«Chergui 2025»: l’Algérie fulmine à l’annonce, se tait à la manœuvre

Lors de l'exercice militaire Chergui 2025. (Photo: Armée de terre)

Lorsque le Maroc et la France ont annoncé, au printemps dernier, la tenue de l’exercice militaire conjoint «Chergui 2025», Alger avait réagi avec fracas, dénonçant une «provocation» à ses frontières et convoquant l’ambassadeur français. Six mois plus tard, alors que les manœuvres se déroulent bel et bien à Errachidia, le régime algérien se mure dans un silence total. Un contraste saisissant, révélateur d’une impéritie diplomatique et d’un aveuglement stratégique face à une coopération maroco-française désormais gravée dans le marbre.

Le 09/10/2025 à 12h00

Au printemps dernier, Alger tonnait. À peine l’annonce de l’exercice militaire maroco-français «Chergui 2025» diffusée que le régime algérien montait aux barricades: convocation de l’ambassadeur de France, déclarations furieuses de la diplomatie, médias d’État en ordre de bataille. L’opération, prévue à Errachidia pour l’automne, était décrite comme une provocation directe, «aux frontières avec l’Algérie». Six mois plus tard, les hélicoptères français et les blindés marocains ont bel et bien manœuvré dans les reliefs de l’Atlas… et Alger garde le silence. Pas une protestation, pas une déclaration officielle, pas une ligne dans les médias. Le contraste est saisissant.

Lorsque «Chergui» n’était encore qu’un projet, le ton du voisin oriental frisait l’hystérie diplomatique. L’Algérie dénonçait officiellement un «acte hostile» de Paris, estimant que ces manœuvres constituaient une menace à sa sécurité.

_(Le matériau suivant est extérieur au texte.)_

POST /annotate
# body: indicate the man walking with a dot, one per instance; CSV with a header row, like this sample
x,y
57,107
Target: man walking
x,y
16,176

Le ministère algérien des Affaires étrangères avait même convoqué le diplomate français Stéphane Romatet pour lui signifier «la gravité» du projet.

L’opération, expliquait-on alors à Alger, portait un nom «évocateur», Chergui, ce vent chaud venu de l’Est, que les autorités algériennes interprétaient comme une allusion à leur propre position géographique. L’argument prêtait à sourire: la ville algérienne la plus proche d’Errachidia, Béchar, se situe à plus de 200 km du théâtre des manœuvres.

Un silence de mort

Or, à partir du 6 octobre, les Forces armées royales (FAR) et l’armée française ont exécuté les séquences prévues. Déploiement des unités, engagement tactique, opérations aérotransportées et simulations d’assaut. Les chars marocains Abrams ont côtoyé les hélicoptères Tigre et NH90 français. L’armée de terre française a souligné sur son site officiel la qualité du partenariat et la complémentarité des forces.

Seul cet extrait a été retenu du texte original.